Impacts of the Great Depression

 In 1929, the Great Depression started. There is dispute as to what triggered the depression, but the stock market was over-leveraged with margin loans. When stock prices began to fall, these loans were called due. However, they could not be repaid even after liquidating other assets. These liquidations caused banks to fail as people pulled their money from institutions amid rapidly falling prices. They wanted to hold their money in hand and not risk their bank failing and losing the money. Of course, this was a self-fulfilling prophecy causing many banks to fail.

The Federal Reserve did not attempt to intercede, instead watching as the market "corrected" itself. Because of this inaction, the depression had global effects. Recovery didn't take hold until the mid-1930s with some areas not recovering until the late-1930s. Let's look at changes in the lives of of my grandparents during the Great Depression.

Elroy Shephard 

Let's visit first, Elroy and Madeline Shephard. In 1900, they had married and moved to Spring Valley, Minnesota where Elroy was a cashier in a bank. It was here that they began raising five sons, including my father.

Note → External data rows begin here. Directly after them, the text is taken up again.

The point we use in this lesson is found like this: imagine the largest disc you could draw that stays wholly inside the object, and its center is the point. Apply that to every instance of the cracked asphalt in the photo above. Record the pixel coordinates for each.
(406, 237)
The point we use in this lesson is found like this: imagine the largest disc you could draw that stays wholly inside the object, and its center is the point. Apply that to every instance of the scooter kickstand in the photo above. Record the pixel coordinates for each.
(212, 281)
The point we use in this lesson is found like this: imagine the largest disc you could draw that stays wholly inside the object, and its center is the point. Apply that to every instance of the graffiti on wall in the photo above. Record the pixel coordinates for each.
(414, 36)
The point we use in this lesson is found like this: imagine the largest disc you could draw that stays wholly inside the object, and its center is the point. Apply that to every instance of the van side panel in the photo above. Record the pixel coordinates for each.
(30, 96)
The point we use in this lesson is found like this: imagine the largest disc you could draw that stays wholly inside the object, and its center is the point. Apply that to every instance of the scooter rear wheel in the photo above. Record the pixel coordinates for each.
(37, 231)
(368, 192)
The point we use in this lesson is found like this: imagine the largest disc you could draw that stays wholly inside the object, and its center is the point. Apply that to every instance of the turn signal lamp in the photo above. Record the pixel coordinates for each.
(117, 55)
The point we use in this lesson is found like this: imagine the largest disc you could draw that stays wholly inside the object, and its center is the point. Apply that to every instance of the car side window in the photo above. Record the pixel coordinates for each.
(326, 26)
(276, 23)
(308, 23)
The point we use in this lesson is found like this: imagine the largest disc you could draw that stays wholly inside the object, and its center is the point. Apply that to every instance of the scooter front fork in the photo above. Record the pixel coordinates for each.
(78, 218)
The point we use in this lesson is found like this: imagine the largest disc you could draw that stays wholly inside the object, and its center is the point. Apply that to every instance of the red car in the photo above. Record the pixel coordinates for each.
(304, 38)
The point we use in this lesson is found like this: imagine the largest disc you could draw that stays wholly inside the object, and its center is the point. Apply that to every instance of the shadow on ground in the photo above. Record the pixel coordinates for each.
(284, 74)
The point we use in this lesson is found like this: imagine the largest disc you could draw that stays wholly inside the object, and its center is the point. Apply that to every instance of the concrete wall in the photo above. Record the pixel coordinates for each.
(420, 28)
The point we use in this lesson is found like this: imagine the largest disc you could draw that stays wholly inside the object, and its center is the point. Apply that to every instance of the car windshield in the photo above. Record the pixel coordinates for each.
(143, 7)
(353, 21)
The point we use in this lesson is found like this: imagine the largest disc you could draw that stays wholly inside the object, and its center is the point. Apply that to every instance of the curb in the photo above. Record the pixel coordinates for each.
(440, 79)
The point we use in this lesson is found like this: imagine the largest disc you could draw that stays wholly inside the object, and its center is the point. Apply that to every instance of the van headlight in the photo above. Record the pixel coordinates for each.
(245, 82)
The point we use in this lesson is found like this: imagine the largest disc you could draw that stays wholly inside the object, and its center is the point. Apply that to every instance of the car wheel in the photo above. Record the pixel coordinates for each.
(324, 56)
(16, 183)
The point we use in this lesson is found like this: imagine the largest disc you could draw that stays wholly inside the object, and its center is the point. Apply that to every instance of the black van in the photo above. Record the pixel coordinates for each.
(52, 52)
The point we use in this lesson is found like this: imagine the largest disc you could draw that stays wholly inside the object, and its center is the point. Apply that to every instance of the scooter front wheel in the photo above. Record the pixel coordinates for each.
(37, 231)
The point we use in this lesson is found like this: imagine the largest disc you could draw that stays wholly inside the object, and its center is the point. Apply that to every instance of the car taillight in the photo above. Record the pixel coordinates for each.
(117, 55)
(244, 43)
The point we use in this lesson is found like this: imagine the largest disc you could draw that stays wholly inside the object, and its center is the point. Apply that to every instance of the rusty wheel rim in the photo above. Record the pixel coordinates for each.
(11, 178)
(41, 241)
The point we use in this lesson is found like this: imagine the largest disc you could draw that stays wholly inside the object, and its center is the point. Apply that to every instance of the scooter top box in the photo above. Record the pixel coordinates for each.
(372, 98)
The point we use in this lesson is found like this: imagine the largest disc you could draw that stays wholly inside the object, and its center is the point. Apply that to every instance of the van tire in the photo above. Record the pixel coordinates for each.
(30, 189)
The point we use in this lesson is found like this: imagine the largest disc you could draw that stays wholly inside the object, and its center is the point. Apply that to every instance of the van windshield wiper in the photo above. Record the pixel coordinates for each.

The family experienced great changes during the Great Depression.

In 1930, we find Elroy and his family moved to Lancaster, Ohio where he had taken employment as an insurance salesman. In 1935, he took a job with the Crosset Manufacturing Company in Tomah, Wisconsin. By 1953, he had returned to his roots in finance by becoming the City Treasurer for Tomah, a position that he held for over 8 years. He died in 1963, before I had a chance to meet him (at least to my memory).

My father was ten when the Great Depression started, possibly not old enough to fully understand the causes, but old enough to be see and be affected by the changes. He grew to adulthood during the recovery and I'm sure that this event drove much of his financial decision making throughout his life.

My mother's father, Kurt, was a civil engineer in Wisconsin, working for the Federal Bridge Company prior to the Great Depression. In order to stave off failure, the remaining banks became very conservative in making loans and much construction was halted. By 1930, he had changed industries, now using his engineering skills as a machinist in a motor works plant. He was able to keep his family in Waukesha and was not forced to move unlike what appears to have happened to Elroy and Madeline.

My mother was eight at the onset of the Great Depression. She later became an accountant, a skill she may have learned helping her mother with the family budget during these perilous times.